Une analyse qu’elle relayait déjà en 2015 dans une étude sur «Les nouvelles modalités du travail agricole dans le Saïss au Maroc : l’émergence des inégalités identitaires entre l’ouvrier et l’ouvrière ?», corédigée avec les chercheurs Mostafa Errahj et Najoua El Alime : «Le travail à la tâche, perçu comme physiquement dur et nécessitant une certaine rapidité, est dans la majorité des cas réservé aux ouvriers. Les nouvelles opportunités de travail permanent reviennent surtout aux hommes, offrant une certaine sécurité financière et d’emploi (…) Ainsi, les compétences requises pour les nouveaux emplois demandent un certain savoir-faire, un goût et des connaissances techniques, une bonne résistance physique pour supporter de lourdes tâches, qualités et compétences attribuées plutôt aux hommes qu’aux femmes. On reconnaît aux ouvrières plus de patience et de souplesse. Perçues comme dociles, elles montrent plus de finesse et de précision dans le travail.»

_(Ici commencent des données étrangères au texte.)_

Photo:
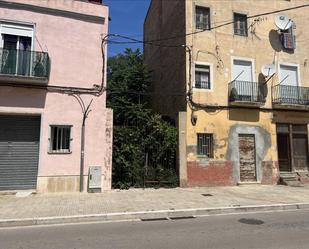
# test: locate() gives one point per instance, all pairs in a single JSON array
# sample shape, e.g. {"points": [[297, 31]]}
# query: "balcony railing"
{"points": [[247, 91], [290, 95], [30, 64], [202, 84]]}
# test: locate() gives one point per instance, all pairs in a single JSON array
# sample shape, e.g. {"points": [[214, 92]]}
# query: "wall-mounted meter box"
{"points": [[94, 179]]}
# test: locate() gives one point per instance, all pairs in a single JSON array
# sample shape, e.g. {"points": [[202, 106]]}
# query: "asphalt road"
{"points": [[282, 230]]}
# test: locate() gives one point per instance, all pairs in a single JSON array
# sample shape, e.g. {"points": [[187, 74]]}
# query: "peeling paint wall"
{"points": [[262, 144]]}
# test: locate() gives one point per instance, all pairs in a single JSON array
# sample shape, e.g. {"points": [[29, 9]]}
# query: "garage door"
{"points": [[19, 152]]}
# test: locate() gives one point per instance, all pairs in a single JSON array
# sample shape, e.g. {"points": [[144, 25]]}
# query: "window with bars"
{"points": [[202, 77], [205, 145], [60, 139], [202, 18], [240, 24]]}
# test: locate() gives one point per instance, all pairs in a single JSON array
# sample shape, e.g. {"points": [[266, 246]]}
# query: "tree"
{"points": [[137, 130]]}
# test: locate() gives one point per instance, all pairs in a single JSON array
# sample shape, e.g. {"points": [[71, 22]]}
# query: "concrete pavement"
{"points": [[148, 204]]}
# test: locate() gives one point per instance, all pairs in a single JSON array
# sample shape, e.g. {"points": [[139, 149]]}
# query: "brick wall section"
{"points": [[212, 174], [270, 172]]}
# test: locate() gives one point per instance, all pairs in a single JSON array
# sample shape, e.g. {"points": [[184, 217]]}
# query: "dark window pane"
{"points": [[240, 24], [299, 128], [202, 76], [60, 138], [205, 145], [202, 18], [282, 128]]}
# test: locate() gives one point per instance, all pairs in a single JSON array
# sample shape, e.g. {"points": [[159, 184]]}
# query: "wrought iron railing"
{"points": [[294, 95], [202, 84], [24, 63], [247, 91]]}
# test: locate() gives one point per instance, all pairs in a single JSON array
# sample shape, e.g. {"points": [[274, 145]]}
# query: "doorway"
{"points": [[247, 162], [292, 143]]}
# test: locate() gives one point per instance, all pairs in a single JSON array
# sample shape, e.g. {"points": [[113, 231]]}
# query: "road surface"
{"points": [[282, 230]]}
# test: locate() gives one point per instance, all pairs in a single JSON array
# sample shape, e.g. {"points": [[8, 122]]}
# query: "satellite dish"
{"points": [[268, 69], [283, 22]]}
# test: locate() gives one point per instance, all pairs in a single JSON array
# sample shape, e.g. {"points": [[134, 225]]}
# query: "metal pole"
{"points": [[82, 156]]}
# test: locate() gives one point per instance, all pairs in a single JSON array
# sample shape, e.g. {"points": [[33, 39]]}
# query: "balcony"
{"points": [[291, 97], [21, 66], [247, 93]]}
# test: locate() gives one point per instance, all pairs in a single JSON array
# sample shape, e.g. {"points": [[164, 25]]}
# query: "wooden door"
{"points": [[300, 143], [284, 151], [247, 158]]}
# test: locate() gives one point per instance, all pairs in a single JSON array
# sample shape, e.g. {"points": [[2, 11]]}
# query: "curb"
{"points": [[150, 215]]}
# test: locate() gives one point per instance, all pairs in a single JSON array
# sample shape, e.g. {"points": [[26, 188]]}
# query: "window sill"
{"points": [[202, 89], [202, 30], [59, 153]]}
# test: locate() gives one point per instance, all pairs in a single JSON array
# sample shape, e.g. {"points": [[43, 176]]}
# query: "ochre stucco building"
{"points": [[234, 75]]}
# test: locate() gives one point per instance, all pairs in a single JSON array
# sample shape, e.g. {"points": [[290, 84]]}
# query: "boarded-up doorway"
{"points": [[247, 158], [292, 143]]}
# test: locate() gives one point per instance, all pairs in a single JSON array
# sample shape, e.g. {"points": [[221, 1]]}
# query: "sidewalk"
{"points": [[147, 204]]}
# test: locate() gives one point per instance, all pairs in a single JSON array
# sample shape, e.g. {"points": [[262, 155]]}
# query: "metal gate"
{"points": [[19, 152], [247, 158]]}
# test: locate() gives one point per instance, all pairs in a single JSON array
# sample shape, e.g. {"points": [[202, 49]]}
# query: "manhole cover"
{"points": [[251, 221]]}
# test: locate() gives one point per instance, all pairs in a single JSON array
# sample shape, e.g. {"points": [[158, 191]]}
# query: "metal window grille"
{"points": [[60, 139], [202, 18], [202, 77], [240, 24], [205, 144]]}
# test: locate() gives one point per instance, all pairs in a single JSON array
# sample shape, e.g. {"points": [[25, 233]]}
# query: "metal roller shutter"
{"points": [[19, 152]]}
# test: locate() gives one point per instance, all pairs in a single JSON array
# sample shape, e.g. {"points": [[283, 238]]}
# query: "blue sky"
{"points": [[127, 18]]}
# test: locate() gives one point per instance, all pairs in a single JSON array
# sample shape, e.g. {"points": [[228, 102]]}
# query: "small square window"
{"points": [[205, 145], [60, 139], [202, 18], [240, 24], [202, 77]]}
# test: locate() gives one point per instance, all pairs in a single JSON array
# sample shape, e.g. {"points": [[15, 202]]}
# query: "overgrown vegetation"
{"points": [[139, 134]]}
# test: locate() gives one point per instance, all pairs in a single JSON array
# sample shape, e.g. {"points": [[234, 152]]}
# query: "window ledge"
{"points": [[59, 153], [204, 157]]}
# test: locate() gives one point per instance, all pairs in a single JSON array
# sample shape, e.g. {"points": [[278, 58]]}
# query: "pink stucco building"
{"points": [[51, 61]]}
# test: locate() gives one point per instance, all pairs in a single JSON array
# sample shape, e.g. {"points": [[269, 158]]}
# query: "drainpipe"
{"points": [[85, 111], [82, 150]]}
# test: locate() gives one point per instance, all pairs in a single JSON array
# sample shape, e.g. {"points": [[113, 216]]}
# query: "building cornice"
{"points": [[52, 11]]}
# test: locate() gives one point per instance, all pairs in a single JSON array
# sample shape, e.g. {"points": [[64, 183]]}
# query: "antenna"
{"points": [[268, 70], [283, 22]]}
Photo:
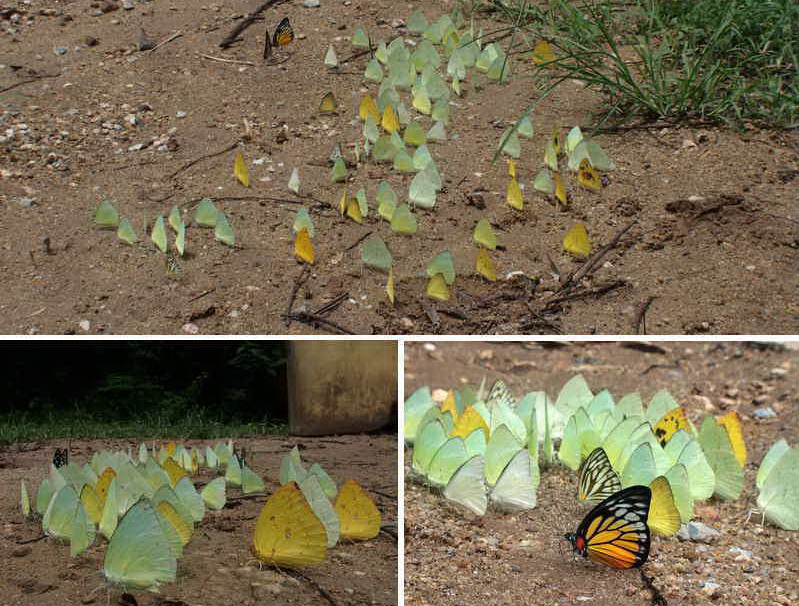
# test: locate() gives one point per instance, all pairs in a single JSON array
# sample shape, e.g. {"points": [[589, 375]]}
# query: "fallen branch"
{"points": [[640, 318], [247, 22], [314, 319], [322, 591], [220, 59], [165, 41], [297, 283], [34, 540], [36, 79], [594, 259], [588, 292], [201, 158]]}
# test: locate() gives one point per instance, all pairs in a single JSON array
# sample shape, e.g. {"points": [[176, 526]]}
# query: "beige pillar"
{"points": [[341, 386]]}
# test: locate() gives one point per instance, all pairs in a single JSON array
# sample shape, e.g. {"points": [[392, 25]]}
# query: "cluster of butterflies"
{"points": [[643, 469], [206, 215], [475, 449], [393, 134], [146, 507]]}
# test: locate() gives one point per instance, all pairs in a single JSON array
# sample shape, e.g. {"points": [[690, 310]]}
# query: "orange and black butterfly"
{"points": [[61, 457], [615, 532], [284, 34]]}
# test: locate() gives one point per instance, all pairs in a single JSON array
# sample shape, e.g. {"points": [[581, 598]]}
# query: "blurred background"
{"points": [[197, 389]]}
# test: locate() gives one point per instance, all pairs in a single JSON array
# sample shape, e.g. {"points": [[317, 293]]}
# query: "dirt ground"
{"points": [[218, 566], [715, 242], [453, 559]]}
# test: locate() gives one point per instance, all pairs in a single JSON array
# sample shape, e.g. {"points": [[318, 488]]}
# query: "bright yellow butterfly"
{"points": [[101, 486], [180, 525], [542, 53], [359, 516], [303, 247], [368, 108], [664, 517], [469, 421], [243, 175], [732, 423], [328, 103], [560, 190], [450, 406], [91, 503], [390, 121], [576, 241], [669, 424], [390, 285], [287, 532], [514, 195], [437, 288]]}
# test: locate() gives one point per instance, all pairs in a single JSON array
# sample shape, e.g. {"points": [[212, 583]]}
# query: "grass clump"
{"points": [[723, 61]]}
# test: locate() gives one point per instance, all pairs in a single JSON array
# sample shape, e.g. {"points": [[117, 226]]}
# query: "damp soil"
{"points": [[453, 558], [218, 566], [714, 243]]}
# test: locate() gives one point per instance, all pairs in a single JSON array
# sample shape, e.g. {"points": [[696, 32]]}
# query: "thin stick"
{"points": [[201, 295], [26, 541], [322, 591], [36, 79], [165, 41], [589, 265], [201, 158], [311, 318], [599, 290], [297, 283], [226, 60], [641, 316], [246, 22]]}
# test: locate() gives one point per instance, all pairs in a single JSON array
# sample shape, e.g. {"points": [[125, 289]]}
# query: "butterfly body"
{"points": [[615, 532], [61, 457]]}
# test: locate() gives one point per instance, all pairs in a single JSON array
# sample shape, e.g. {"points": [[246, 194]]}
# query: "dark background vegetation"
{"points": [[142, 388]]}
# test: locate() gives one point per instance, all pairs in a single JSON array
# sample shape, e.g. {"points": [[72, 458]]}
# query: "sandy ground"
{"points": [[218, 566], [715, 239], [454, 559]]}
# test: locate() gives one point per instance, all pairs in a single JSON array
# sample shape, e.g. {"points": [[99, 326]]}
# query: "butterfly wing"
{"points": [[288, 533], [139, 555], [360, 518], [284, 33], [669, 424], [597, 479], [615, 532]]}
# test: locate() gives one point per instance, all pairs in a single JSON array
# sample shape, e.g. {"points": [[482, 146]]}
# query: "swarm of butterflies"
{"points": [[642, 468], [146, 507]]}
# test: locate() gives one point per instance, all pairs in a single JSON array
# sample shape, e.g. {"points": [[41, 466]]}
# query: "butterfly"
{"points": [[284, 34], [597, 479], [172, 265], [360, 518], [669, 424], [61, 457], [288, 533], [615, 532]]}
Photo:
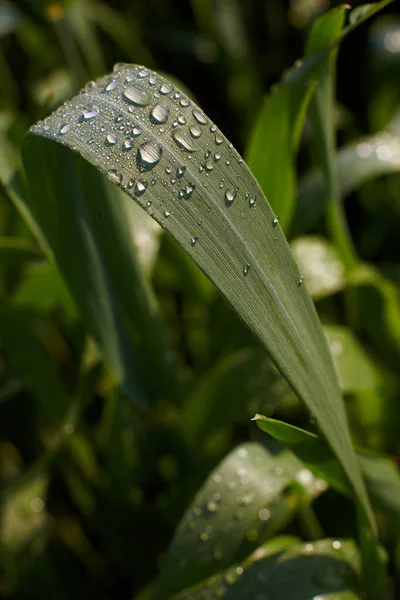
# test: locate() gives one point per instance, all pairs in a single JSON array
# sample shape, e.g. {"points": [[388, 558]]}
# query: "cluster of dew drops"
{"points": [[139, 88]]}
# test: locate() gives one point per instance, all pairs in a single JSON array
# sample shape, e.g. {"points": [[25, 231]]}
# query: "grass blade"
{"points": [[163, 151]]}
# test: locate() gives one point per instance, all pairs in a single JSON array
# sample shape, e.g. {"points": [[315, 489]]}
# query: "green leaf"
{"points": [[367, 158], [237, 502], [354, 368], [320, 265], [160, 151], [285, 570], [87, 224], [382, 479]]}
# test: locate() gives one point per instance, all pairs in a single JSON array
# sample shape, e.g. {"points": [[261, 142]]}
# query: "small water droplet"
{"points": [[127, 145], [90, 113], [160, 113], [115, 176], [140, 187], [230, 196], [183, 141], [149, 154], [111, 85], [136, 95], [199, 116], [111, 139], [166, 88], [195, 131], [65, 128]]}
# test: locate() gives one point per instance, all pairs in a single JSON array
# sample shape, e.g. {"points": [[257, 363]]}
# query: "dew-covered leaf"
{"points": [[320, 265], [159, 147], [285, 570], [354, 368], [382, 478], [236, 503], [357, 163]]}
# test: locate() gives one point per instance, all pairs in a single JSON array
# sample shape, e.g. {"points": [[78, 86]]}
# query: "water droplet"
{"points": [[111, 139], [65, 128], [136, 95], [199, 116], [160, 113], [149, 154], [230, 196], [115, 176], [140, 187], [166, 88], [136, 131], [90, 113], [195, 131], [127, 145], [111, 85], [182, 141], [264, 514]]}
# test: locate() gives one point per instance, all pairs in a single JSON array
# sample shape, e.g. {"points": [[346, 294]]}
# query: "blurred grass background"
{"points": [[90, 489]]}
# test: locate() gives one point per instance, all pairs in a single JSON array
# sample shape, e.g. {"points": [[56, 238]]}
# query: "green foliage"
{"points": [[129, 464]]}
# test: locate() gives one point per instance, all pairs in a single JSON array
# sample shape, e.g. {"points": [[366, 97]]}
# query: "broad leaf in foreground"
{"points": [[156, 144]]}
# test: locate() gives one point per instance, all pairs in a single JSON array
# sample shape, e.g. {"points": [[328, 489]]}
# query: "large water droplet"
{"points": [[199, 116], [90, 113], [111, 85], [195, 131], [140, 187], [160, 113], [111, 139], [65, 128], [183, 141], [136, 95], [149, 154], [166, 88], [128, 145], [230, 196]]}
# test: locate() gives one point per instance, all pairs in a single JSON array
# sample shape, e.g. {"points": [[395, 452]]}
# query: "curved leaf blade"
{"points": [[162, 150]]}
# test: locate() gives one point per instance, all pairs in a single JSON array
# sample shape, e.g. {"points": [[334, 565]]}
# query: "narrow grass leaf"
{"points": [[159, 147]]}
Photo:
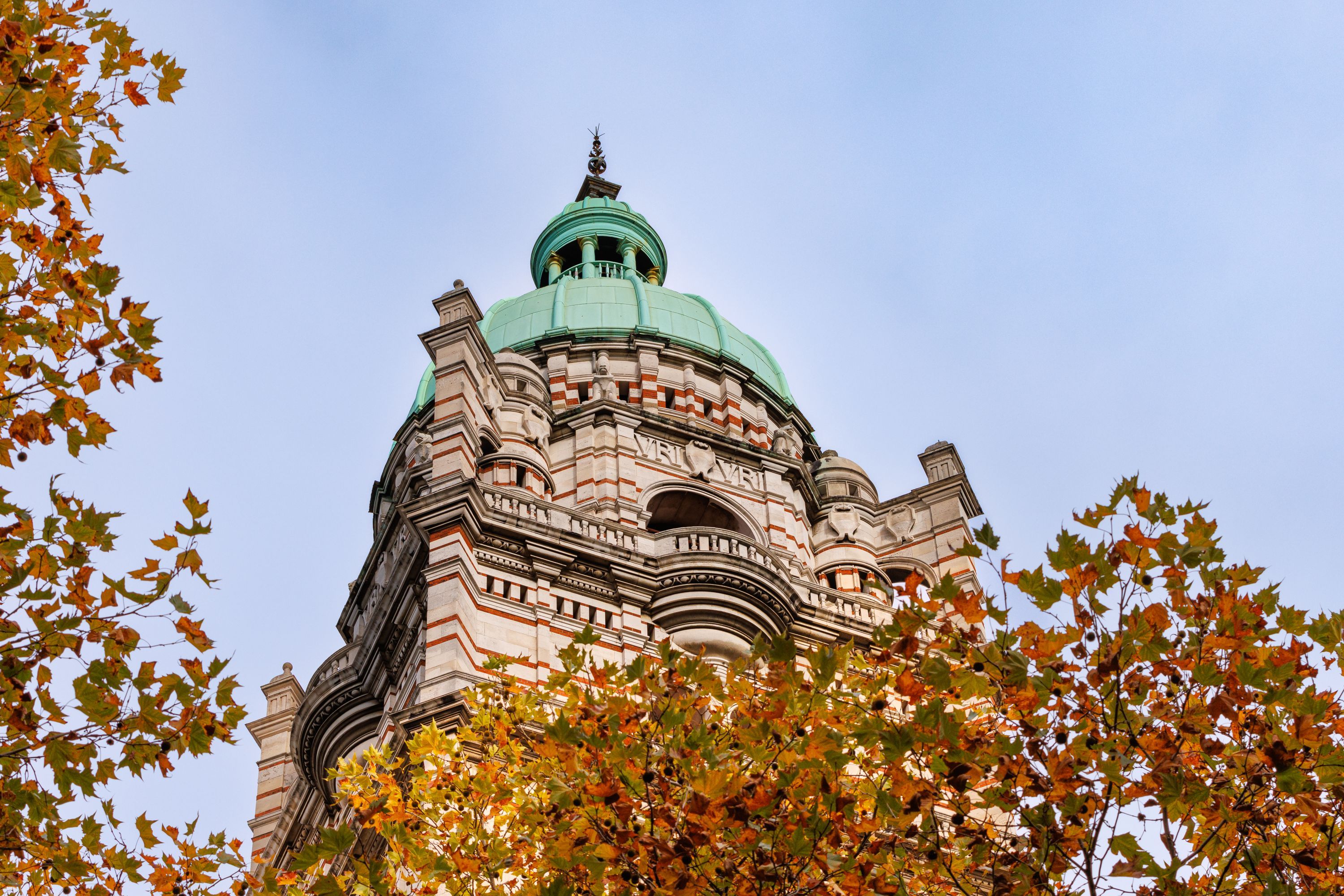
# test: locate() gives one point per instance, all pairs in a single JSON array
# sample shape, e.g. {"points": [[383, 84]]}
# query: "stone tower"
{"points": [[601, 450]]}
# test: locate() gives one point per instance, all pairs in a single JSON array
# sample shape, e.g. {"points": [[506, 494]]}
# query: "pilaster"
{"points": [[276, 770]]}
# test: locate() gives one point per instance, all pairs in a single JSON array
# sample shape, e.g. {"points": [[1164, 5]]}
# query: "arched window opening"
{"points": [[898, 577], [679, 509]]}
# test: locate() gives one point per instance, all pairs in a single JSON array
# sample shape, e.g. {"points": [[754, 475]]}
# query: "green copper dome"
{"points": [[612, 224], [603, 267], [605, 308]]}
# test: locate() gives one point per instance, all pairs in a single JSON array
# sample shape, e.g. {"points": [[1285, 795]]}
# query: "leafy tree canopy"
{"points": [[1135, 715], [92, 687]]}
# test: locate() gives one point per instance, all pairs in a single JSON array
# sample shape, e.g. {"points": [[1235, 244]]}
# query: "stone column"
{"points": [[733, 406], [628, 253], [276, 771], [693, 405], [557, 370], [648, 379], [588, 245]]}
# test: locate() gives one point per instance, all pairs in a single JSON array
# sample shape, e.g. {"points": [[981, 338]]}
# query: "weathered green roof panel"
{"points": [[603, 307], [609, 307]]}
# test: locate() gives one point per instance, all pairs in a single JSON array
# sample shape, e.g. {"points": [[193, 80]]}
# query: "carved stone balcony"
{"points": [[718, 590]]}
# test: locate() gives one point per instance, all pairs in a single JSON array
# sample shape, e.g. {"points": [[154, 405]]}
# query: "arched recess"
{"points": [[689, 504], [897, 570]]}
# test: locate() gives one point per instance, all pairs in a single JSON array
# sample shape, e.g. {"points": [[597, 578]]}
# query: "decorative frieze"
{"points": [[699, 460]]}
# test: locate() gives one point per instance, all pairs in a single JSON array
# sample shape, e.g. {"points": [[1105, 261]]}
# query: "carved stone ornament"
{"points": [[699, 458], [844, 520], [787, 443], [604, 385], [537, 429], [901, 523]]}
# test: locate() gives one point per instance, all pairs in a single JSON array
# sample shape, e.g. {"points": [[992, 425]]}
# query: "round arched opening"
{"points": [[678, 509]]}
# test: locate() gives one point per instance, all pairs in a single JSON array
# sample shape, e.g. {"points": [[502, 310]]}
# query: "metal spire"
{"points": [[597, 163]]}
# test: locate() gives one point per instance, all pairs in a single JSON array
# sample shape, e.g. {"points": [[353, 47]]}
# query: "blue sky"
{"points": [[1076, 240]]}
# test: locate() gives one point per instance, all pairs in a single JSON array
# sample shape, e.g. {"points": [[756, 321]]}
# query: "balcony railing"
{"points": [[710, 540], [601, 269]]}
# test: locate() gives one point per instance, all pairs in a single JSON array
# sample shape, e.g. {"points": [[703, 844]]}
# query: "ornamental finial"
{"points": [[597, 164]]}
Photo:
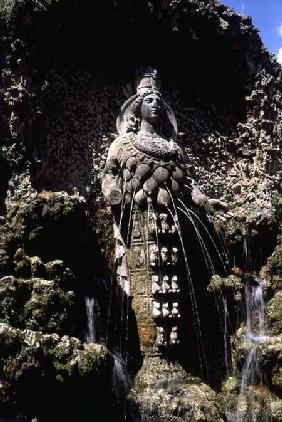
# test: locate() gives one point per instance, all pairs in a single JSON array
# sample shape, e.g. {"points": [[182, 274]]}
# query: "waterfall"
{"points": [[255, 333], [120, 379], [89, 305]]}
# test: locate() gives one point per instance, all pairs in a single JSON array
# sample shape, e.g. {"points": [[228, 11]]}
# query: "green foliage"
{"points": [[276, 201], [10, 153], [6, 7]]}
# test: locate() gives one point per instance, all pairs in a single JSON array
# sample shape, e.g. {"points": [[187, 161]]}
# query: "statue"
{"points": [[144, 163], [145, 172]]}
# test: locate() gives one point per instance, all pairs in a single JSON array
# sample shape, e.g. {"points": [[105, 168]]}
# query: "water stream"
{"points": [[247, 407], [90, 334]]}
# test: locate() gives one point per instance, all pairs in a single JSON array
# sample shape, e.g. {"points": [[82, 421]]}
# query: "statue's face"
{"points": [[152, 107]]}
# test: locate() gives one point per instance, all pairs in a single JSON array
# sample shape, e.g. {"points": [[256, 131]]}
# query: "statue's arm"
{"points": [[111, 182], [209, 204]]}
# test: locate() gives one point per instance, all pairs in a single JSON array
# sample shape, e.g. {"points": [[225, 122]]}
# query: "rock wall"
{"points": [[66, 68]]}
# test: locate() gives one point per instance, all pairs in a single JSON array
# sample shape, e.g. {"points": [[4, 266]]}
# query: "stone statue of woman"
{"points": [[145, 172], [144, 163]]}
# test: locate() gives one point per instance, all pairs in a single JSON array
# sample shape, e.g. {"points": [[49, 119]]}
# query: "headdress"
{"points": [[147, 84]]}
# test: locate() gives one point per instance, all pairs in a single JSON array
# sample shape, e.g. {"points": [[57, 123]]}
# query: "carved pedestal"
{"points": [[155, 280]]}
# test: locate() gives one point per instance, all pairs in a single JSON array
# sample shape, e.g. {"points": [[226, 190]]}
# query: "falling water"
{"points": [[221, 301], [255, 333], [120, 378], [197, 323], [90, 334]]}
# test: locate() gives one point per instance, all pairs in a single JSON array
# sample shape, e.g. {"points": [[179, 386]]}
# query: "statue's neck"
{"points": [[149, 128]]}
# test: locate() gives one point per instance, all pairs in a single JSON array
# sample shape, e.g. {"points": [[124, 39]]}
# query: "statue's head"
{"points": [[147, 104]]}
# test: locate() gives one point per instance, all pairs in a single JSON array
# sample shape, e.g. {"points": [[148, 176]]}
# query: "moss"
{"points": [[49, 308], [276, 201]]}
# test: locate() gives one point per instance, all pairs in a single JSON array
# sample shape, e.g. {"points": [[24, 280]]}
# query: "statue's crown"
{"points": [[148, 81]]}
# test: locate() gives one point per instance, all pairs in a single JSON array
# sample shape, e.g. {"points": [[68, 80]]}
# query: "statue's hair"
{"points": [[133, 125]]}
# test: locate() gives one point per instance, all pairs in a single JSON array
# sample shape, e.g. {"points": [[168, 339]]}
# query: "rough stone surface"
{"points": [[57, 120]]}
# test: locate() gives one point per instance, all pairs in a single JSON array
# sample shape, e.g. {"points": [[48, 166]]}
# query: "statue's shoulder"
{"points": [[119, 144]]}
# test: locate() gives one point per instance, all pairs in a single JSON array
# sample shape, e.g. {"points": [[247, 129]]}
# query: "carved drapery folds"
{"points": [[145, 169]]}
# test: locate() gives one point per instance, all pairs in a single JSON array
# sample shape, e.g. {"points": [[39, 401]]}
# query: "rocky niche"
{"points": [[140, 226]]}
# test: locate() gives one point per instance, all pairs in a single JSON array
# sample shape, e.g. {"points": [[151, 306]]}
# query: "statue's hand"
{"points": [[111, 189], [213, 205]]}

Une hiérarchie socioculturelle qui conditionne l’accès des femmes à l’entreprenariat agricole. «Globalement, les professions agricoles sont considérées comme étant réservées aux hommes. En termes de possibilités socio-économiques, les femmes des milieux ruraux n’ont encore pas les mêmes opportunités que les hommes», conclut Lisa Bossenbroek.